Rehana Yasmin, 19 ans, avait confiance en ces femmes venues aider les habitants de son village pakistanais détruit par les inondations de l'été dernier. Elle ne se doutait pas qu'elle finirait livrée à deux hommes, puis violée sous la menace de leurs armes.

Comme elle, un millier de femmes ont été violées au Pakistan en 2010, un chiffre stable par rapport à 2009, plus de 2 200 enlevées et près de 1 500 assassinées, selon la fondation Aurat qui tente de les protéger. Plus de 600 autres se sont suicidées, et 500 ont dénoncé des violences domestiques.

Rehana, du fond de son village du district de Rajanpur, dans le centre du pays, avait cru ces trois femmes qui étaient venues la chercher en lui faisant miroiter une aide pour les victimes des inondations.

«Mais elles m'ont emmenée dans une maison, loin de chez moi, et m'ont livrée aux deux fils de l'une d'elles», pleure la jeune fille, le visage dissimulé par un voile noir. Forcée à signer des papiers rendant officiel son mariage, elle a été violée à deux reprises.

«Les chiffres ne donnent qu'une image partielle de la réalité des affaires de violence contre les femmes dans ce pays», souligne la fondation Aurat dans son rapport annuel.

«Le principal problème au Pakistan, c'est la mauvaise application de la loi, il n'y a pas d'état de droit, les gens manipulent la loi», estime Rabeea Haadi, coordonnateur national de la fondation.

Celle-ci dénonce notamment la tradition ancestrale du Karokari, meurtre perpétré contre une femme accusée d'adultère, une version tribale du crime d'honneur.

Dans la province du Sindh (sud), Gulshan Bibi a ainsi été enlevée puis violée, alors que son père avait refusé d'obéir à un chef local.

Au départ, son beau-frère, influencé par le chef tribal, avait faussement accusé Gulshan d'entretenir une relation avec un membre d'une autre tribu, alors qu'elle venait de se marier quatre mois plus tôt avec un de ses cousins.

Refusant de la livrer, son père réussit à la faire partir. Mais la jeune fille fut retrouvée puis enlevée par le chef tribal, qui la retint prisonnière et la viola pendant un an.

Finalement libérée, elle accoucha ensuite de l'enfant de son tortionnaire.

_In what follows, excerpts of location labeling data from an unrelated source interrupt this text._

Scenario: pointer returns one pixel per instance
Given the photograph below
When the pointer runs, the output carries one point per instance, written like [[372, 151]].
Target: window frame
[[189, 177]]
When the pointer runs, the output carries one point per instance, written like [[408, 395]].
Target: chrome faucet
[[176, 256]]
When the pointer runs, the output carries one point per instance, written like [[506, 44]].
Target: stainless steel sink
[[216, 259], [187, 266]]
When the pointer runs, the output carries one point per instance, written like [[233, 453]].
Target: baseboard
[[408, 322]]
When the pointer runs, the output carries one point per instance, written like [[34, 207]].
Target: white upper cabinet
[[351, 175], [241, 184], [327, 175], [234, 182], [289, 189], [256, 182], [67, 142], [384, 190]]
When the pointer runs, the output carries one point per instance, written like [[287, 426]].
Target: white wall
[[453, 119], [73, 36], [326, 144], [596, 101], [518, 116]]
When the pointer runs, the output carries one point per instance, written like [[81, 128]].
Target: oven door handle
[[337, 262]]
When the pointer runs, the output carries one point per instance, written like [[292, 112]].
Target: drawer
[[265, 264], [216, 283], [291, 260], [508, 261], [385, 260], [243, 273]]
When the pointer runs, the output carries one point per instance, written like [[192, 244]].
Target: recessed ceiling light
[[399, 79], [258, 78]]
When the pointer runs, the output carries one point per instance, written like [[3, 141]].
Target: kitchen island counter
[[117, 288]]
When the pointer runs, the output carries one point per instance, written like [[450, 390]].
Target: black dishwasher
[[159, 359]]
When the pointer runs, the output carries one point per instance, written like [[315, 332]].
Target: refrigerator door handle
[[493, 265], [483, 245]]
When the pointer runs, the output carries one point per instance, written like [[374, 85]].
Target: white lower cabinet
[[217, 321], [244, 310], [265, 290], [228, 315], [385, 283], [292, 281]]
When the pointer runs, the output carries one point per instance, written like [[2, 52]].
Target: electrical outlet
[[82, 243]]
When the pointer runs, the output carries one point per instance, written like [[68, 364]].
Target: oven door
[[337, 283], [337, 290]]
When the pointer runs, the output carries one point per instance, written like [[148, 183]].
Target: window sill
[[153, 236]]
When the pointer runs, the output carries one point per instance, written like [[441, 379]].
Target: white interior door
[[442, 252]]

«Même mon propre mari ne me supportait plus et s'est rangé du côté du chef tribal», témoigne-t-elle, désormais recueillie et placée en lieu sûr. «J'étais détenue avec beaucoup d'autres femmes, j'en ai vu certaines se faire tuer».

«Il y a des dizaines de cas comme ceux de Yasmin et Bibi», déplore Mukhtaran Mai, qui a ouvert un refuge pour accueillir ces femmes victimes.

«On ne pourra pas lutter tant que le système judiciaire ne sera pas équitable et que les victimes n'obtiendront pas justice», estime-t-elle.

Mukhtaran Mai elle-même fut violée en 2002 par quatre hommes devant une «jirga», un tribunal tribal, et se bat depuis pour obtenir justice.

La Cour suprême a mis sa décision en délibéré le mois dernier.

Mais dans un pays où «85% des femmes sont victimes de violences domestiques au moins une fois dans leur vie», selon Tahira Andullah, principale défenseure des droits des femmes au Pakistan, les mouvements de défense doutent de la volonté des autorités de faciliter les recours des victimes.

«Les policiers sont payés par les chefs de tribus. Si une femme est enlevée et violée par le fils de l'un de ces chefs ou ses amis, où peut-elle aller ?», s'interroge Tahira Andullah.